Eldar Kuliyev

Personal information
- Full name: Eldar Shakhbazovych Kuliyev
- Date of birth: 24 March 2002 (age 24)
- Place of birth: Kyiv, Ukraine
- Height: 1.82 m (6 ft 0 in)
- Position: Midfielder

Team information
- Current team: Iberia 1999
- Number: 23

Youth career
- 2011–2014: Dynamo Kyiv
- 2014–2017: Dnipro
- 2017: Arsenal Kyiv
- 2017–2019: Shakhtar Donetsk

Senior career*
- Years: Team / Apps / (Gls)
- 2019–2021: Mariupol / 7 / (0)
- 2021–2023: Mynai / 30 / (1)
- 2023–2026: Zira / 78 / (2)
- 2026–: Iberia 1999 / 0 / (0)

International career^{‡}
- 2022: Ukraine U21 / 2 / (1)
- 2024: Ukraine U23 / 1 / (0)

= Eldar Kuliyev =

Ukrainian footballer (born 2002)

Eldar Shakhbazovych Kuliyev (Ельдар Шахбазович Кулієв; born 24 March 2002) is a Ukrainian professional footballer who plays as a midfielder for Erovnuli Liga club Iberia 1999.

==Club career==
Born in Kyiv, Kuliyev is a product of the different Ukrainian sportive school systems.

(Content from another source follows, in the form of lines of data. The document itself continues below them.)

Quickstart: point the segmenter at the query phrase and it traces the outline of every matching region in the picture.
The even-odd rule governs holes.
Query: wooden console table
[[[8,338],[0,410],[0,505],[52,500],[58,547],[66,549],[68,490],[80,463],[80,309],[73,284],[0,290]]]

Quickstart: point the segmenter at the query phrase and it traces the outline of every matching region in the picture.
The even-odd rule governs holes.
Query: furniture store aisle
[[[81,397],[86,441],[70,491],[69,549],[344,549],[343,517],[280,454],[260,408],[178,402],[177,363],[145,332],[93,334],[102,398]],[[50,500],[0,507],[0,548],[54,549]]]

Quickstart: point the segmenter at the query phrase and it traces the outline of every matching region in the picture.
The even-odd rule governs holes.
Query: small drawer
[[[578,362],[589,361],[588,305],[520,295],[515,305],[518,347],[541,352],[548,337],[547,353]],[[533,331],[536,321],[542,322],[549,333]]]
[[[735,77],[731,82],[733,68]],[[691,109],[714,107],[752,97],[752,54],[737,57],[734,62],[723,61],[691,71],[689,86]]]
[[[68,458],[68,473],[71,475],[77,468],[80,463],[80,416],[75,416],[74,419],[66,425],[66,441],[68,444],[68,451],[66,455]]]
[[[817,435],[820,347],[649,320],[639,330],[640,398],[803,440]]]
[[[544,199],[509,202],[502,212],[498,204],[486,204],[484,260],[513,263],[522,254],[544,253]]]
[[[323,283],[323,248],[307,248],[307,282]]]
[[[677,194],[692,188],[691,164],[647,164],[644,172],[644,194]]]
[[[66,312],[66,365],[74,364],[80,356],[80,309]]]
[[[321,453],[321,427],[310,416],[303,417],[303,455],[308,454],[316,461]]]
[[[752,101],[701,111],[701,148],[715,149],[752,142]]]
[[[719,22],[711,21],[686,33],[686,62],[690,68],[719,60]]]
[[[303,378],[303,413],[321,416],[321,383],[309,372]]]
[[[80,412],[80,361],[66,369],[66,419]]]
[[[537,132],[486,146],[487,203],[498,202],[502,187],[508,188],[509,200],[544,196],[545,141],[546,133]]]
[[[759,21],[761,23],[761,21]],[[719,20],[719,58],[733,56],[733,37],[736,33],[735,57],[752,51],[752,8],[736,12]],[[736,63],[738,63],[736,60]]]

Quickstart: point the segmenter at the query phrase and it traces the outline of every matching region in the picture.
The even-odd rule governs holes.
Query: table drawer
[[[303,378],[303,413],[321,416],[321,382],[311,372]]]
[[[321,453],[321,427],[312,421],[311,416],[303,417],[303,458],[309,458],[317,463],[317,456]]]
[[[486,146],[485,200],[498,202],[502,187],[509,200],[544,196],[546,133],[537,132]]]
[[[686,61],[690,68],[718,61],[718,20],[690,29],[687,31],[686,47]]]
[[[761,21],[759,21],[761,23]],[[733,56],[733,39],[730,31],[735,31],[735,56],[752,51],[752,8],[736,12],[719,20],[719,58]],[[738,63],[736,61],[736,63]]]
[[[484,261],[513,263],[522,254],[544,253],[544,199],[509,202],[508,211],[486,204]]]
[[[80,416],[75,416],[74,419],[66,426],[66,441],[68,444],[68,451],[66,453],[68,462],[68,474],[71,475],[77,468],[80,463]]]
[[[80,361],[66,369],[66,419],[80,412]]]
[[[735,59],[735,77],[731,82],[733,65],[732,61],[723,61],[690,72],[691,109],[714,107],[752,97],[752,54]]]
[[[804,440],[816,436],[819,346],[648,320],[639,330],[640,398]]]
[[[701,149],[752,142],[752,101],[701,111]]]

He made his debut for Mariupol in the Ukrainian Premier League as a substituted player in the drawing away match against Inhulets Petrove on 25 October 2020.

On 11 February 2023, Azerbaijan Premier League club Zira announced the signing of Kuliyev to a three-and-a-half-year contract, from Mynai.

==International career==
On 6 March 2024, Kuliyev was called up by Ruslan Rotan to the Ukraine Olympic football team preliminary squad as a preparation to the 2024 Summer Olympics.